В результате же получился не задушевный разговор с читателем, а беспощадный погром. «Художник, не видящий хотя бы и в тяжелом прошлом великого русского народа, ничего кроме отчаяния, не видит, следовательно, живых творческих сил народа, не может увидеть и понять движущих сил революции и ее героя».
Это был год 1937-й, когда после официальной критики спектакля Камерного театра «Богатыри»[61] стало уже не только можно, но и модно говорить о великом русском народе, а заодно топтать тех, кто понимал этот народ по-своему: «Вот до какого абсурда, до какого тупика и до какой клеветы докатился Платонов, подменяя в своих произведениях могучий русский народ, классовое самосознание пролетариата и его боевую революционную партию рахитичными, убитыми жалостью нищими, блаженными великомучениками, косными и отчаявшимися людьми».
Гурвич подошел к Платонову основательно. Он впихнул в свою статью почти все, что на тот момент было ему доступно: и «Город Градов», и «Сокровенного человека», и «Происхождение мастера», и «Усомнившегося Макара», и «Впрок», и, разумеется, рассказы 1930-х годов, настойчиво проводя любезную любому литературоведу мысль о постоянстве авторских мотивов. Если вспомнить фразу Платонова об однообразии его идеалов, то получается, что Гурвич был не так уж и не прав в своих наблюдениях. Однако написанное им было той полуправдой, что хуже лжи.
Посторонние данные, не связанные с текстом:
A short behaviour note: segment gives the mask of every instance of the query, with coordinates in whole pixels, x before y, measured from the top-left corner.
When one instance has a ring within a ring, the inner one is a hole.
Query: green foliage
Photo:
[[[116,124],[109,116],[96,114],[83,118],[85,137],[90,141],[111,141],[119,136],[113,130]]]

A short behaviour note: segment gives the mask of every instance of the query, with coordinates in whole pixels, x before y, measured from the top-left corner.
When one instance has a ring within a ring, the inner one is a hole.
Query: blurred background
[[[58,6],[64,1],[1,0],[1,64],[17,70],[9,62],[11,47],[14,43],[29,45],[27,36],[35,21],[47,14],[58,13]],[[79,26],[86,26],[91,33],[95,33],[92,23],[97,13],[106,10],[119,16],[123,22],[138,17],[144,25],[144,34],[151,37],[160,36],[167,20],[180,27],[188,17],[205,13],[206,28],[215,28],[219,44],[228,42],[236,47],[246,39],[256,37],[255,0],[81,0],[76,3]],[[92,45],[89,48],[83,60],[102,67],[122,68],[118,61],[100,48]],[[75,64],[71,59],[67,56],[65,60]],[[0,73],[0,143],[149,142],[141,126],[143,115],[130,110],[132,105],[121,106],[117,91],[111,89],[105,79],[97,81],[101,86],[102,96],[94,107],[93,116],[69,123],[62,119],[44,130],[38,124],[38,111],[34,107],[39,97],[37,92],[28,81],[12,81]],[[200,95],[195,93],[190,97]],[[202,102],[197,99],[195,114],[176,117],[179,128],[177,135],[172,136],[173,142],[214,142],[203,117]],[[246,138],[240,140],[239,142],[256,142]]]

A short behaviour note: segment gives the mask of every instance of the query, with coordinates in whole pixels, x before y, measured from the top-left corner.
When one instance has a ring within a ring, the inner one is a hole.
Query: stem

«Платонов, как и его герои, не только не питает ненависти к страданиям, а, наоборот, жадно набрасывается на них, как религиозный фанатик, одержимый идеей спасти душу тяжелыми веригами. Страдающим он предлагает
Но это еще полбеды. Далее Гурвич нашел более сильные ходы: «Непроходимая пропасть отделяет платоновских героев от действительных героев нашего времени. Платонов и его герои не идут к партии. Наоборот, они хотят партию приблизить, „притянуть“ к себе, хотят именем самой великой и боеспособной партии прикрыть и утвердить свою философию нищеты, свой анархо-индивидуализм, свою душевную бедность, свое худосочие и бескровие, свою христианскую юродивую скорбь и великомученичество».
Напомним, это был 1937 год. А Гурвич был не дурак и не фанатик. Он видел, что происходит в стране, и не мог не понимать, что за его обвинениями должно последовать. Он сочинял изысканный донос на своего героя («он ищет в революции замену религии, а не отмену ее <…> ищет новую религию, новую опору для самоотречения, новую христианскую апологию нищенства»), но хотел ли критик физического уничтожения писателя, в чьем литературном таланте не сомневался? Едва ли. Шахматист не был кровожаден. Он хотел написать академично, философски, его тянуло сопоставлять Андрея Платонова со Львом Толстым («У Толстого умирает человек. У Платонова — организм. У Толстого смерть — душевная, психологическая трагедия. У Платонова — биологический факт»), с Пушкиным, с Достоевским, но он писал не один — у него был соавтор. Только не тот мистический двойник, как у Платонова в пору создания «Котлована». Гурвичу помогали вполне конкретные люди — «ребята» из «Красной нови», которые тащили его в большую политику, и статья правилась, уточнялась всей оскорбленной редакцией журнала или по меньшей мере ее руководящим ядром во главе с В. В. Ермиловым. Это даже по перепаду стиля чувствуется.
«Было бы дико и смешно сейчас, на пороге двадцатилетия Великой Октябрьской революции, возвращаться к азбучным истинам и доказывать, что <…> развитие духовной деятельности человека требует в первую голову разгрома всяческих религиозных оков, уничтожения душного религиозного дурмана, которому так подвластны обмороки, отчаяние, смиренная косность и беспамятная жизнь платоновских героев <…> Платоновский индивидуалист-кустарь лютует и юродствует, насколько ему только позволяет его разнузданное и озлобленное воображение <…> уничтожает все нужное, полезное, общественное, брызжет слюной, называя всех горожан дураками. Это — настоящий бунт, слепой, неудержимый, дикий и жалкий в своей беспомощности. Источник его обезумевшей мстительной страстности — злоба, косность и отчаяние».